Onde o ambulante pode atuar durante o Carnaval de BH

A credencial autoriza a circulação exclusivamente nos desfiles de blocos de rua, que acontecem entre 31 de janeiro e 22 de fevereiro, período oficial do Carnaval na capital mineira.

Para atuar legalmente, o ambulante precisa cumprir uma série de regras previstas em edital. Entre elas:

Proibição da venda de bebidas alcoólicas para menores de 18 anos;

Vedação da comercialização de alimentos, bebidas fracionadas ou produtos em recipientes de vidro;

Obrigatoriedade de deixar a área de dispersão após o encerramento dos desfiles;

Proibição de atuação em eventos privados, mesmo quando realizados em vias públicas.

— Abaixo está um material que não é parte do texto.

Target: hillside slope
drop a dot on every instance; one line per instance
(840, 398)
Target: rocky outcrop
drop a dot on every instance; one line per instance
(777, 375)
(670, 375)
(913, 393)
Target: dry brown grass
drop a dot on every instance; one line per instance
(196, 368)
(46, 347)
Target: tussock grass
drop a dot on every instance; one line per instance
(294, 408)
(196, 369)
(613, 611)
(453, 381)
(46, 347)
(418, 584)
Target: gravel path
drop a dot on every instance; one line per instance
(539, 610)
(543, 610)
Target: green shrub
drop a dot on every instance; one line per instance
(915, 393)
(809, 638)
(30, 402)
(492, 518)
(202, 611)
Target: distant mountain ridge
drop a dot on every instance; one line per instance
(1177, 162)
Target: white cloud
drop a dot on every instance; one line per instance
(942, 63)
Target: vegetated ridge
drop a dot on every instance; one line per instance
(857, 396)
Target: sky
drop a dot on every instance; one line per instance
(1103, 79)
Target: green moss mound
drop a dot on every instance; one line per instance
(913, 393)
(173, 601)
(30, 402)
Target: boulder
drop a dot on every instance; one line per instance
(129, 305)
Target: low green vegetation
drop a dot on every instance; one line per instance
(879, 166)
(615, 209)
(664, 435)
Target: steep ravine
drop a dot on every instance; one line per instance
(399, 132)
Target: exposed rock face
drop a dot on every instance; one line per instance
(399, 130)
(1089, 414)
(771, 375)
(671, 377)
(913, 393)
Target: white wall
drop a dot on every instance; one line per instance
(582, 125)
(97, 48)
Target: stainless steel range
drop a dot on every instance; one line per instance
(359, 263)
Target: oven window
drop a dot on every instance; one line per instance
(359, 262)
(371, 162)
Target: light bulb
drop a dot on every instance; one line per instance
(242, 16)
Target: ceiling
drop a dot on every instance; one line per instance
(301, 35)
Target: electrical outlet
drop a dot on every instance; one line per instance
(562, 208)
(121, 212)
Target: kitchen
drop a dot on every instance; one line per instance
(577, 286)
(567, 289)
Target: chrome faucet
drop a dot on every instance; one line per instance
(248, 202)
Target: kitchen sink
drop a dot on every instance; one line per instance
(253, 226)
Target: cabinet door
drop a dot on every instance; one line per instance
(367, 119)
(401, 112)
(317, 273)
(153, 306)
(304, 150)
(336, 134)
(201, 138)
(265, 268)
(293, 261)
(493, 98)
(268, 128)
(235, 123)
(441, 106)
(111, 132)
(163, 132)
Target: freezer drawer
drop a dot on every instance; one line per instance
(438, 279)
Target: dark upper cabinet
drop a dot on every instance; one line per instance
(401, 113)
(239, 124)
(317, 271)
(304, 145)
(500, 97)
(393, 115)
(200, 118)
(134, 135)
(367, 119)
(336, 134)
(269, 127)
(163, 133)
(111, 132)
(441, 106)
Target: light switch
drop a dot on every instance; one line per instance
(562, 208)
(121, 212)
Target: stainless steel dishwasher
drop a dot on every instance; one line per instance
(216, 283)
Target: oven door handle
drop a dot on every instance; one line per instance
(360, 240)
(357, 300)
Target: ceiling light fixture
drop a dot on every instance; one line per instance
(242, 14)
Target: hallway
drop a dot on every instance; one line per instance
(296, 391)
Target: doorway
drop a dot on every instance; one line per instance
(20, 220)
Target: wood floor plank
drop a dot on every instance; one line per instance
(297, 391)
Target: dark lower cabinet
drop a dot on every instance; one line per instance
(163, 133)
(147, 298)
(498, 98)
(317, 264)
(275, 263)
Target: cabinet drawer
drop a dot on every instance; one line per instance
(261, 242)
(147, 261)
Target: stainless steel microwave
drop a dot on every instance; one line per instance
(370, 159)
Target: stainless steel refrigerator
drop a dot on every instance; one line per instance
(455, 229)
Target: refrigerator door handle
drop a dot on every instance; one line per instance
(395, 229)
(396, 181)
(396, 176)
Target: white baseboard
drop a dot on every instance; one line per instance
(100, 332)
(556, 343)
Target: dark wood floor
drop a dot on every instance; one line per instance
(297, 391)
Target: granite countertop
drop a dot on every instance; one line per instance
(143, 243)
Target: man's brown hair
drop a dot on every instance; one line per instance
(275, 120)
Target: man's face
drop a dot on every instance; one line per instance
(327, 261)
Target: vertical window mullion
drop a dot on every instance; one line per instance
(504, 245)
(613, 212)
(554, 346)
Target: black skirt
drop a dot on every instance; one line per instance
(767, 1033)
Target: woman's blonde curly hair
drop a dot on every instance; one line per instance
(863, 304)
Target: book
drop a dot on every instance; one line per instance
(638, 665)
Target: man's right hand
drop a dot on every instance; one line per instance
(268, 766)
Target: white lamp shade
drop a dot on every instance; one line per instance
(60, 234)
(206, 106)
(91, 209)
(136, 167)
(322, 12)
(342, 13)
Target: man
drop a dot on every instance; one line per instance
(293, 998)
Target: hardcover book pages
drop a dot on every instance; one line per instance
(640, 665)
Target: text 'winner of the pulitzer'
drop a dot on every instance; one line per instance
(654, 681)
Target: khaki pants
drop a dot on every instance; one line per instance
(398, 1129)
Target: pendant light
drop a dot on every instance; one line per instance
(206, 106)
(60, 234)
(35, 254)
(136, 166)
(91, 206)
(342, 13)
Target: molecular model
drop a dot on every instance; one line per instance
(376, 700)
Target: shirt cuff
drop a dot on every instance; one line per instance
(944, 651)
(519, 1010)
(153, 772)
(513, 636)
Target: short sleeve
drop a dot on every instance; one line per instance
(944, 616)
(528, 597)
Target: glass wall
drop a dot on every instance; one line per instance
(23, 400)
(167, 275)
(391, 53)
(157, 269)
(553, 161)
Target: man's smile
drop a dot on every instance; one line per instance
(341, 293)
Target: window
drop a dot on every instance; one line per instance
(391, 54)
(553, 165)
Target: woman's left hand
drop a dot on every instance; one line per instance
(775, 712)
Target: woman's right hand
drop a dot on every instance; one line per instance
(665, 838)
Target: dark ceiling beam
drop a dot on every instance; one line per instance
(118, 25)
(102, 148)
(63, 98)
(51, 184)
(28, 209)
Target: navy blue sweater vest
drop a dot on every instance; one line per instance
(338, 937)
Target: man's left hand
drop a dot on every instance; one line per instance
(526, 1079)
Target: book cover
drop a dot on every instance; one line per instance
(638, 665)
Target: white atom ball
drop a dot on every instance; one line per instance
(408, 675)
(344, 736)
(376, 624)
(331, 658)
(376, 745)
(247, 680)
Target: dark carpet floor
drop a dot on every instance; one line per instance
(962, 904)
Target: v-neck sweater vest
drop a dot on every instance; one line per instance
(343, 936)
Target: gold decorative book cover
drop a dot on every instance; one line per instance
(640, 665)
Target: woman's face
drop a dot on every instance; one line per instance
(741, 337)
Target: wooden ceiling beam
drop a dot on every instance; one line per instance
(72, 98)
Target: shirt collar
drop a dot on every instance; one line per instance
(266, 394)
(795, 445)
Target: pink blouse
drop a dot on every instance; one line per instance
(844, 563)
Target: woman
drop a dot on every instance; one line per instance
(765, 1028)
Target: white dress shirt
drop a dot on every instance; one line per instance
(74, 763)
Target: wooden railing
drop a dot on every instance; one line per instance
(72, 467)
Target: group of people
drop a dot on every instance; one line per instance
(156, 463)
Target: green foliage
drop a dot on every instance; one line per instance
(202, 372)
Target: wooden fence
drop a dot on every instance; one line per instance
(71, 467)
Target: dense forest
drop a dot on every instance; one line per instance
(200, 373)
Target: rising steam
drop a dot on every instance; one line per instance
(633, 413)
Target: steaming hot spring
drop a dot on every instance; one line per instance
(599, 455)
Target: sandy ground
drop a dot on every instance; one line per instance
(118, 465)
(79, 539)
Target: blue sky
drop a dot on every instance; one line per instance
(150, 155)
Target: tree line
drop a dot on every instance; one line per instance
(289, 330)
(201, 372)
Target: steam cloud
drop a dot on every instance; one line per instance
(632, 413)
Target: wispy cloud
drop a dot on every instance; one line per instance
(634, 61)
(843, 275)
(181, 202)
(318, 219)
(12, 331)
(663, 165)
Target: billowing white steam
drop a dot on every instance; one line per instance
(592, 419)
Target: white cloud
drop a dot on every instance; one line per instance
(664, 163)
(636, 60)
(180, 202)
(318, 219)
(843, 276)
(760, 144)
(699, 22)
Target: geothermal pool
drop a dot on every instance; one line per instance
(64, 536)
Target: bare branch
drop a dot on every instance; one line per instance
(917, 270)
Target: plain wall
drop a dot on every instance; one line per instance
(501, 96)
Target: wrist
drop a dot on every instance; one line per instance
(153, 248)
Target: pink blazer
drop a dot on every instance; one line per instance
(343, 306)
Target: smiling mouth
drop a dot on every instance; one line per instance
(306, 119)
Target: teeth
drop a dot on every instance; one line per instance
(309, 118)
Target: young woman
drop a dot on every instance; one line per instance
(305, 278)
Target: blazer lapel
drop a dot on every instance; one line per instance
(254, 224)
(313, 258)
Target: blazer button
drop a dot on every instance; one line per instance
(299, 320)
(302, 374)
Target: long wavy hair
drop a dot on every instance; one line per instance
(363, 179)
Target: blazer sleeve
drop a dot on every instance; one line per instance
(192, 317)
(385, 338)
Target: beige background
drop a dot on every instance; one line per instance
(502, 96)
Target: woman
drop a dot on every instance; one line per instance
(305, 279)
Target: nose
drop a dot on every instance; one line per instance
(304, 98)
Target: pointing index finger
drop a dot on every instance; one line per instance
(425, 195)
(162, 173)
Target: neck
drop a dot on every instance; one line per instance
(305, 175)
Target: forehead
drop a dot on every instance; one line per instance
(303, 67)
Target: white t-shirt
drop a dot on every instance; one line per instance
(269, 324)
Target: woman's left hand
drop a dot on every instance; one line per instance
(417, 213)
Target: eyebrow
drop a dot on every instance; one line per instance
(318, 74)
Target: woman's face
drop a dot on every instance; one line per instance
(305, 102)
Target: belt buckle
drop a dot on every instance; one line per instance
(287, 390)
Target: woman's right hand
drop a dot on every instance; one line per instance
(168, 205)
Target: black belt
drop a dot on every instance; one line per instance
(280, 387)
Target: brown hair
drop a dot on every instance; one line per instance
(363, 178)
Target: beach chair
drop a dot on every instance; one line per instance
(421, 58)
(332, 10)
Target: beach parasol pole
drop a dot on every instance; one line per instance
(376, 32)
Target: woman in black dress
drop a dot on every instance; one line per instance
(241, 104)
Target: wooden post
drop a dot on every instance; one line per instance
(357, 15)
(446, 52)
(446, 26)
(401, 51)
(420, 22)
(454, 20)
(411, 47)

O descumprimento das normas pode resultar em sanções imediatas, incluindo a apreensão de mercadorias e a perda do direito de trabalhar durante a festa.

Pesquisa mostra perfil e expectativa financeira dos ambulantes

Uma pesquisa realizada pela Belotur, por meio do Observatório do Turismo de Belo Horizonte, traçou o perfil dos profissionais interessados em trabalhar no Carnaval 2026. O levantamento ouviu 3.326 ambulantes, entre os dias 12 e 19 de janeiro.

Os dados mostram que 26% dos entrevistados vão atuar pela primeira vez na folia. Em média, cada ambulante pretende investir R$ 2,7 mil e estima um faturamento de R$ 7,5 mil, com lucro aproximado de R$ 4,8 mil durante o período. O estudo também revela que 17,1% dos participantes estão desempregados, o que reforça a importância econômica do Carnaval para esse público.

Prefeitura orienta denúncia de vendas irregulares

Por fim, a Prefeitura de Belo Horizonte reforça que a única forma legal de atuar como ambulante no Carnaval é por meio do credenciamento oficial. Anúncios de venda de credenciais devem ser denunciados aos órgãos competentes.

As denúncias podem ser feitas à:

  • Guarda Civil Municipal de Belo Horizonte
  • Polícia Militar
  • Polícia Civil
  • Central de Atendimento da Prefeitura (156)
  • Secretaria Municipal de Política Urbana

A orientação é clara: não compre credenciais anunciadas nas redes sociais. Além de ilegal, a prática pode resultar em prejuízo financeiro e impedir o exercício do trabalho durante o Carnaval.